The Docker-based workflow helps you iterate and develop locally without deploying any changes to Hasura DDN, making the development experience faster and your feedback loops shorter. You'll need Docker Compose v2.20 or later.

Validate the installation

You can verify that the DDN CLI is installed correctly by running:

ddn doctor

Tutorial

Step 1. Scaffold out a new local project

ddn supergraph init bulk-data --with-promptql && cd bulk-data

Step 2. Add the hasura/duckduckapi connector

Initialize the connector and choose hasura/duckduckapi from the list:
ddn connector init github -i
Move into the connector directory and install the dependencies:
cd app/connector/github && npm i

Step 3. Initialize a table and sample data

Open the file app/connector/github/index.ts and define your DuckDB schema there.

We'll start by creating a repoistories entity:
// ...

const connectorConfig: duckduckapi = {
dbSchema: \`
-- Create repositories table with commonly needed fields
DROP TABLE IF EXISTS repositories;
CREATE TABLE repositories (
id INTEGER PRIMARY KEY,
name VARCHAR NOT NULL,
description TEXT
);

-- Sample data
INSERT INTO repositories (id, name, description)
VALUES (1, 'my-project', 'A sample repository');
\`,
functionsFilePath: path.resolve(__dirname, './functions.ts'),
};

// ...
Why are we doing this?

The hasura/duckduckapi connector uses a convention wherein you'll create a schema in an underlying DuckDB database that represents your API's bulk data. Later, we'll create a loader function that will then use this schema to persist bulk data from your API in this DuckDB instance.

Step 4. Add the metadata

Once we create new entities in our sources, we need to get them into our project's metadata. This allows the AI assistant to access that data via PromptQL.

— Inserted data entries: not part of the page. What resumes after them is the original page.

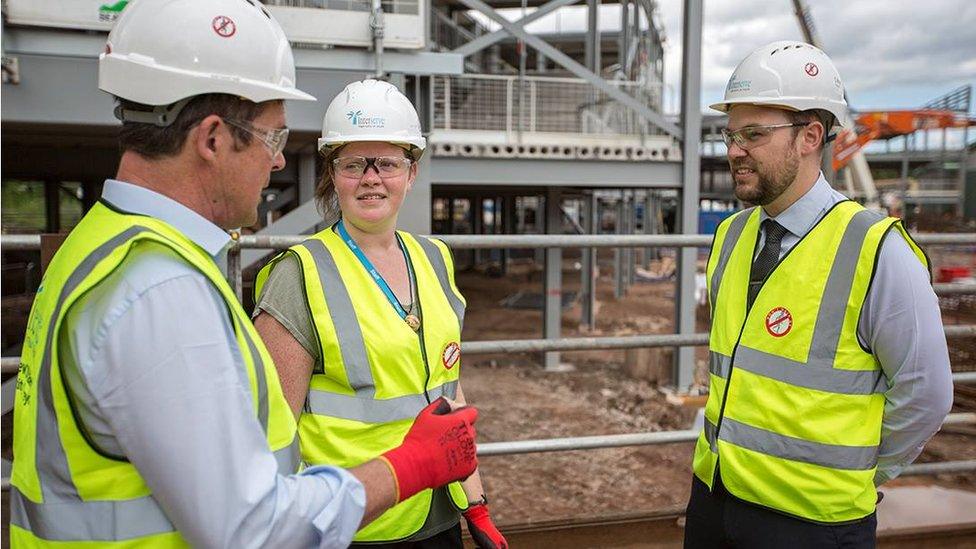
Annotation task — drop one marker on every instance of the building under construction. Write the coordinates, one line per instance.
(529, 134)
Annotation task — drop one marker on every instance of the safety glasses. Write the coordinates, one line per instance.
(753, 136)
(273, 138)
(385, 166)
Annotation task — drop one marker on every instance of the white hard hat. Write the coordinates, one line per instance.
(372, 110)
(163, 51)
(790, 75)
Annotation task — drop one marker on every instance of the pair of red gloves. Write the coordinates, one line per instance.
(438, 449)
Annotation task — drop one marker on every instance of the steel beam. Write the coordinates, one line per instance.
(580, 71)
(593, 57)
(487, 40)
(588, 271)
(552, 318)
(539, 172)
(691, 174)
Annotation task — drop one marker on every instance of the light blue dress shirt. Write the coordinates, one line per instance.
(902, 326)
(155, 372)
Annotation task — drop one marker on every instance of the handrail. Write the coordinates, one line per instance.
(458, 241)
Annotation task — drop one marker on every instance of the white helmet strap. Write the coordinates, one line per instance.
(160, 115)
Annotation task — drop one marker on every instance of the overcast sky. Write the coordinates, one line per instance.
(891, 54)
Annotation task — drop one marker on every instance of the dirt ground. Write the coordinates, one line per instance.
(520, 401)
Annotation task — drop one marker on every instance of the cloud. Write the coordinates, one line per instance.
(902, 52)
(890, 54)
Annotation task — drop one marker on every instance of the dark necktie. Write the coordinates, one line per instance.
(767, 258)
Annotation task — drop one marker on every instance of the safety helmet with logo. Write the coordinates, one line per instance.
(372, 110)
(789, 75)
(162, 53)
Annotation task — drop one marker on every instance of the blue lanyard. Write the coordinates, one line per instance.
(368, 265)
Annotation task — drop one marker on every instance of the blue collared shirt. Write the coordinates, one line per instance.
(155, 371)
(901, 324)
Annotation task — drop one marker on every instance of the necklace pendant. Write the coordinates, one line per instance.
(413, 321)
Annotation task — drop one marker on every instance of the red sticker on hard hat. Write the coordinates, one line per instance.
(224, 26)
(451, 354)
(779, 322)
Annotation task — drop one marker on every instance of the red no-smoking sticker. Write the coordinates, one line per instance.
(451, 354)
(779, 322)
(224, 26)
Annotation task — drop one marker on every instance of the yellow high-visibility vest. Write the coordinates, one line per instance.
(63, 492)
(793, 418)
(375, 373)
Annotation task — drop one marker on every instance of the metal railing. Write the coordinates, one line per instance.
(539, 104)
(10, 364)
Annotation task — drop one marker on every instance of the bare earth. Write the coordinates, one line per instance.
(520, 401)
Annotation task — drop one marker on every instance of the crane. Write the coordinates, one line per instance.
(859, 173)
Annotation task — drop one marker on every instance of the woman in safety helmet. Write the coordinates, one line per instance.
(364, 321)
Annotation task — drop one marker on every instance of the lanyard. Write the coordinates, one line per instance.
(368, 265)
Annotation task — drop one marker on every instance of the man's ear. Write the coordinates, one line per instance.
(812, 137)
(207, 138)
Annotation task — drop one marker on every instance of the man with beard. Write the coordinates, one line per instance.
(828, 364)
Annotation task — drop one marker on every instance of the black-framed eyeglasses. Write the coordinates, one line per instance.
(753, 136)
(273, 138)
(385, 166)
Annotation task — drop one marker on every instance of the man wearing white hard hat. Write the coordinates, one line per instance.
(148, 410)
(828, 364)
(364, 321)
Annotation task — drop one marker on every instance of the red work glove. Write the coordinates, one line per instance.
(482, 529)
(439, 448)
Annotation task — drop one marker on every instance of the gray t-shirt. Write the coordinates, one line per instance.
(283, 297)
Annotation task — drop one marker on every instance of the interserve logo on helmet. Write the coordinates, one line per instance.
(361, 120)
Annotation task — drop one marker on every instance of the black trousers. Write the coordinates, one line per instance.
(448, 539)
(719, 520)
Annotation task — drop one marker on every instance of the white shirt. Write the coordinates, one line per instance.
(156, 375)
(902, 326)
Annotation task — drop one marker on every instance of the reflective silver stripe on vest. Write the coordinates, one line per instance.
(820, 378)
(710, 436)
(437, 261)
(64, 516)
(736, 226)
(719, 364)
(260, 377)
(819, 372)
(89, 520)
(348, 332)
(51, 458)
(852, 458)
(289, 458)
(833, 304)
(369, 410)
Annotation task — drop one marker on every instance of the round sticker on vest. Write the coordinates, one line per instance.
(779, 322)
(451, 354)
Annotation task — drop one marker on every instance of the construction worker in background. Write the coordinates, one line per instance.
(364, 321)
(828, 362)
(148, 411)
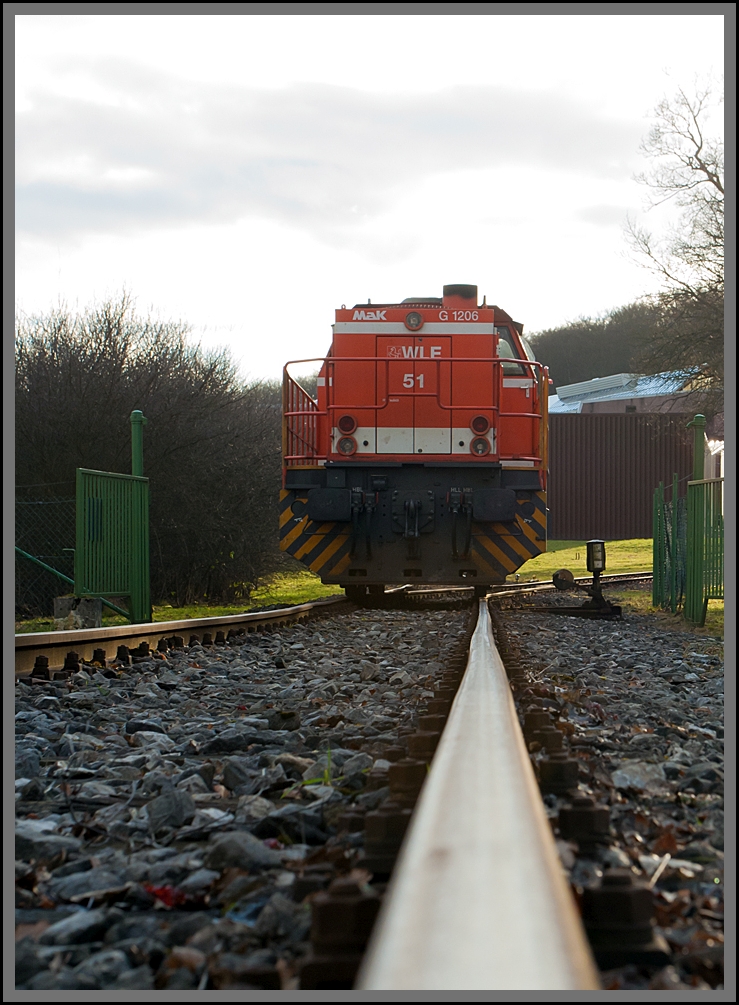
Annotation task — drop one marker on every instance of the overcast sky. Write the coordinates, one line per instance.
(249, 174)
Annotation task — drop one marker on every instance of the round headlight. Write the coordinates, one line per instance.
(480, 424)
(347, 445)
(347, 424)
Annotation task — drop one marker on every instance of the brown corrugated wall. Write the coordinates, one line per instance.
(604, 468)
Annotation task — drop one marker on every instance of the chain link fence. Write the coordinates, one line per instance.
(44, 528)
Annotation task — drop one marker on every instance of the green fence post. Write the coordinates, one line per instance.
(698, 424)
(674, 549)
(658, 548)
(141, 607)
(694, 591)
(138, 421)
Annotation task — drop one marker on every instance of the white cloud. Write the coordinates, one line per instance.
(251, 173)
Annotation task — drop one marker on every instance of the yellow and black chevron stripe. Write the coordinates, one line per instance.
(324, 548)
(498, 552)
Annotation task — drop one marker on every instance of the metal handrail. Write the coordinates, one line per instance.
(479, 899)
(536, 370)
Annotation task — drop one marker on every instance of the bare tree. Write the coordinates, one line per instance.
(597, 347)
(687, 166)
(211, 445)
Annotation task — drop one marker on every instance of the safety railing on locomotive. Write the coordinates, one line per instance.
(422, 455)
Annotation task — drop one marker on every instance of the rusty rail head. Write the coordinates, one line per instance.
(479, 900)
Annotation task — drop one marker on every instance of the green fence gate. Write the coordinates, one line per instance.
(112, 553)
(669, 548)
(705, 579)
(688, 540)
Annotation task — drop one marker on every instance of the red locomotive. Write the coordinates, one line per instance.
(423, 455)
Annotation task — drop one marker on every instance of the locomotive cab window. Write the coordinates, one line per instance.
(507, 350)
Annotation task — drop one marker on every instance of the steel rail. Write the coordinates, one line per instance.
(479, 900)
(54, 644)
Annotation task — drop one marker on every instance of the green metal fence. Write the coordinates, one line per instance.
(688, 540)
(670, 547)
(705, 547)
(109, 524)
(44, 530)
(112, 555)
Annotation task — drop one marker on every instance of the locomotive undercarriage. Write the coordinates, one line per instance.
(363, 527)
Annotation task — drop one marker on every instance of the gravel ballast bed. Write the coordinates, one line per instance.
(173, 817)
(641, 711)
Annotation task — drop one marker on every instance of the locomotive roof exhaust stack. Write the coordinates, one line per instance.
(460, 294)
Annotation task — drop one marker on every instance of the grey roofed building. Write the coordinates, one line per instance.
(666, 392)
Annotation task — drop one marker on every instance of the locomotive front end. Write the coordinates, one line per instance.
(422, 457)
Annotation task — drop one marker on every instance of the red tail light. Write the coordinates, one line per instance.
(347, 445)
(347, 424)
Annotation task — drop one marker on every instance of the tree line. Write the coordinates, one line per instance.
(211, 445)
(681, 328)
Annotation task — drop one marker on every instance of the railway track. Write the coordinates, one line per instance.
(478, 899)
(54, 646)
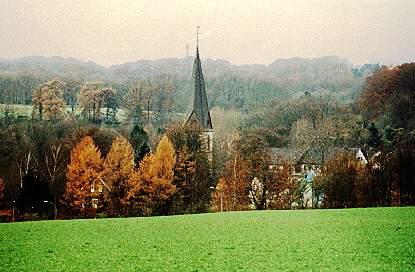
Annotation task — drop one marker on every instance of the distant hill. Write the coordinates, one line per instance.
(178, 67)
(228, 85)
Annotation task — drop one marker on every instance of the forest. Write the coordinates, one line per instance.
(96, 141)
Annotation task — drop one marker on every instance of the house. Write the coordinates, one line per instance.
(307, 164)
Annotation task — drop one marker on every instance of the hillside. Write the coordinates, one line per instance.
(377, 239)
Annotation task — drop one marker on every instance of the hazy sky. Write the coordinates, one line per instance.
(111, 32)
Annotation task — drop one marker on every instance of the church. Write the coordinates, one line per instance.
(200, 114)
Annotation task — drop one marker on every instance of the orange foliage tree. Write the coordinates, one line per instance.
(232, 190)
(153, 186)
(118, 167)
(84, 186)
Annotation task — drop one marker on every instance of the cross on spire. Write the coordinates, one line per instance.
(197, 36)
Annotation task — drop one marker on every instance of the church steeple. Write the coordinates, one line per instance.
(200, 113)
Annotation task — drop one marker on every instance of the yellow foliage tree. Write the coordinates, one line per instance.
(155, 176)
(117, 170)
(84, 186)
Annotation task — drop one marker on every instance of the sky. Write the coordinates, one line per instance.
(242, 32)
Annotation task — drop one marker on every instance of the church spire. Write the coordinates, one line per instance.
(200, 113)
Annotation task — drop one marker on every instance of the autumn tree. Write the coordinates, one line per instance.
(139, 141)
(84, 183)
(156, 177)
(70, 93)
(339, 180)
(2, 186)
(117, 169)
(47, 100)
(388, 96)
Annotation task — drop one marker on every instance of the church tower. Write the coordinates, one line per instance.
(200, 113)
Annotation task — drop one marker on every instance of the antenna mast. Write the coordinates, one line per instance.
(197, 36)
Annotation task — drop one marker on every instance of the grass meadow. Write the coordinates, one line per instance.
(375, 239)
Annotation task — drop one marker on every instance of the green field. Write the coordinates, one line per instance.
(379, 239)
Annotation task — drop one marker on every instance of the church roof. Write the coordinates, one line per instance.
(200, 112)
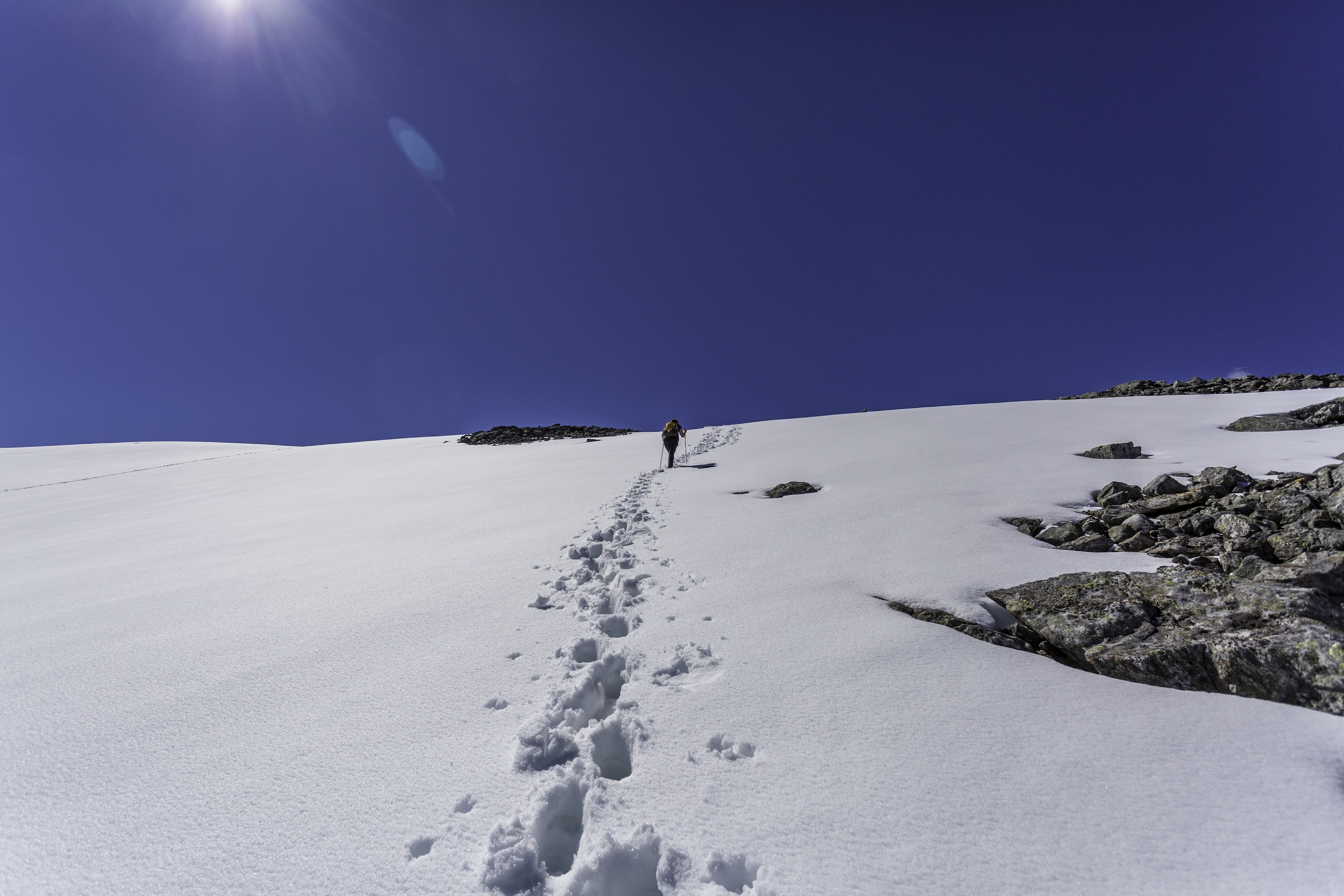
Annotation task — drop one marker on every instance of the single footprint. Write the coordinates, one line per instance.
(732, 750)
(733, 874)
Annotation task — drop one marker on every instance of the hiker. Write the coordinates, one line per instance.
(671, 433)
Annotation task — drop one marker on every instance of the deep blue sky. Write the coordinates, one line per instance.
(721, 211)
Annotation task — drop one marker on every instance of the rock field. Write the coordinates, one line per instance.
(1252, 606)
(519, 434)
(1220, 386)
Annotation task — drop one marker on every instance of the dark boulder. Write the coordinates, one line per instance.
(1136, 543)
(1025, 524)
(1193, 629)
(1304, 418)
(1164, 504)
(1268, 424)
(1164, 484)
(791, 488)
(1218, 386)
(1060, 534)
(1222, 478)
(1115, 452)
(979, 632)
(1093, 543)
(1330, 478)
(1119, 493)
(519, 434)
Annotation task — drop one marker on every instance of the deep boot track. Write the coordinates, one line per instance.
(588, 737)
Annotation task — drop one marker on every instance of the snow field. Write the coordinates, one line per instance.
(407, 667)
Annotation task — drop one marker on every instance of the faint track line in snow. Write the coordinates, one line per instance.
(588, 735)
(104, 476)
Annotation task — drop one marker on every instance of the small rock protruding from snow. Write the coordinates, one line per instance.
(791, 488)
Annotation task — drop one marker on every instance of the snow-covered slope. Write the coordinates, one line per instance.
(268, 672)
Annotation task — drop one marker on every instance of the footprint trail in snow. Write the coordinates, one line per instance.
(588, 737)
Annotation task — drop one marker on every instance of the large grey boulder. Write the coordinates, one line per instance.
(1320, 570)
(1119, 493)
(1164, 484)
(1304, 418)
(1095, 543)
(1294, 542)
(1061, 534)
(975, 631)
(1194, 631)
(1268, 424)
(1115, 452)
(1335, 507)
(791, 488)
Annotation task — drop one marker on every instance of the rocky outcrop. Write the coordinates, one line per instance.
(975, 631)
(1220, 386)
(1220, 519)
(791, 488)
(1195, 631)
(1312, 417)
(519, 434)
(1115, 452)
(1253, 605)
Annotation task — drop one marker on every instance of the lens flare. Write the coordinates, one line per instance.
(417, 150)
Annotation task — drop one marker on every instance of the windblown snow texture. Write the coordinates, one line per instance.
(418, 667)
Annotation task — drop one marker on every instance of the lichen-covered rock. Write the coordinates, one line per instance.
(1335, 507)
(1320, 570)
(791, 488)
(1115, 452)
(1194, 631)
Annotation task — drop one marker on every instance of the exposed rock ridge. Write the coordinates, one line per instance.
(1218, 386)
(1221, 518)
(1194, 631)
(1253, 605)
(1312, 417)
(519, 434)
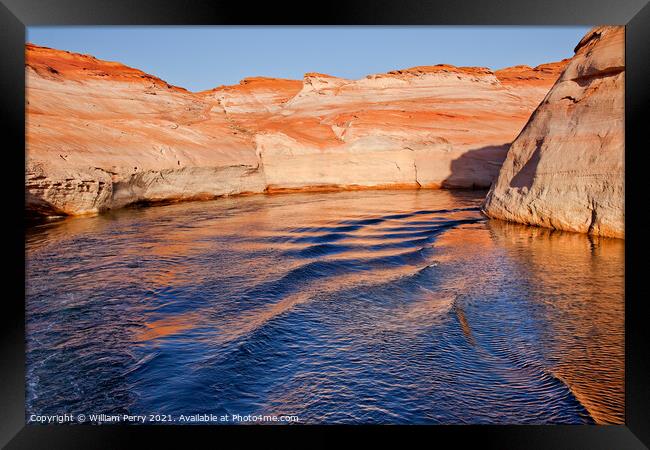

# Grab the model definitions
ddn connector introspect github

# Check out what models are available to track. You'll see some sample ones which you can ignore for now.
ddn model list github

# Add the repositories model
ddn model add github repositories

Step 5. Create and run a new build

Create a new local build:
ddn supergraph build local
Run your services:
ddn run docker-start
In a new terminal tab, open the devlopment console:
ddn console --local

Head over to the PromptQL Playground and see if the AI assistant is able to access your repositories.

What repositories do I have?

PromptQL will return something like:

You have one repository in your account. This repository is named "my-project" and is described as "A sample repository".

Step 6. Set up a job to continuously load data (optional)

Adding a job to load data can be done by kicking off an async task from our DuckDuckAPI connector.

Head over to app/connector/github/index.ts and add the following code right after the connector starts:

// import statements...
// schema initialization...

async function insertData() {
const db = await getDB();

setInterval(async () => {
try {
const timestamp = new Date().toISOString();
await db.all(\`
INSERT INTO repositories (id, name, description)
VALUES (
(SELECT COALESCE(MAX(id), 0) + 1 FROM repositories),
'project-\${timestamp}',
'Automatically inserted at \${timestamp}'
)
\`);
console.log(\`Inserted new repository at \${timestamp}\`);
} catch (err) {
console.error('Error inserting data:', err);
}
}, 1000);
}

(async () => {
const connector = await makeConnector(connectorConfig);
start(connector);

// Kick off an insert data job
insertData();
})();

A real-world example

The steps above help you get started by understanding how to setup DuckDB, how to get a connection to it and how to start inserting data into it that comes from another source.

In a production ready example, you'll need to:

  1. Connect to another API securely
  2. Incrementally pull in updates after the initial sync is done
  3. Handle API rate limits
  4. Persist data incrementally
  5. Recover from failures and process restarts

Check out the code at PromptQL Github example and start reading through the code at app/connector/github/index.ts to see how to put together a real-world bulk data from an API connector!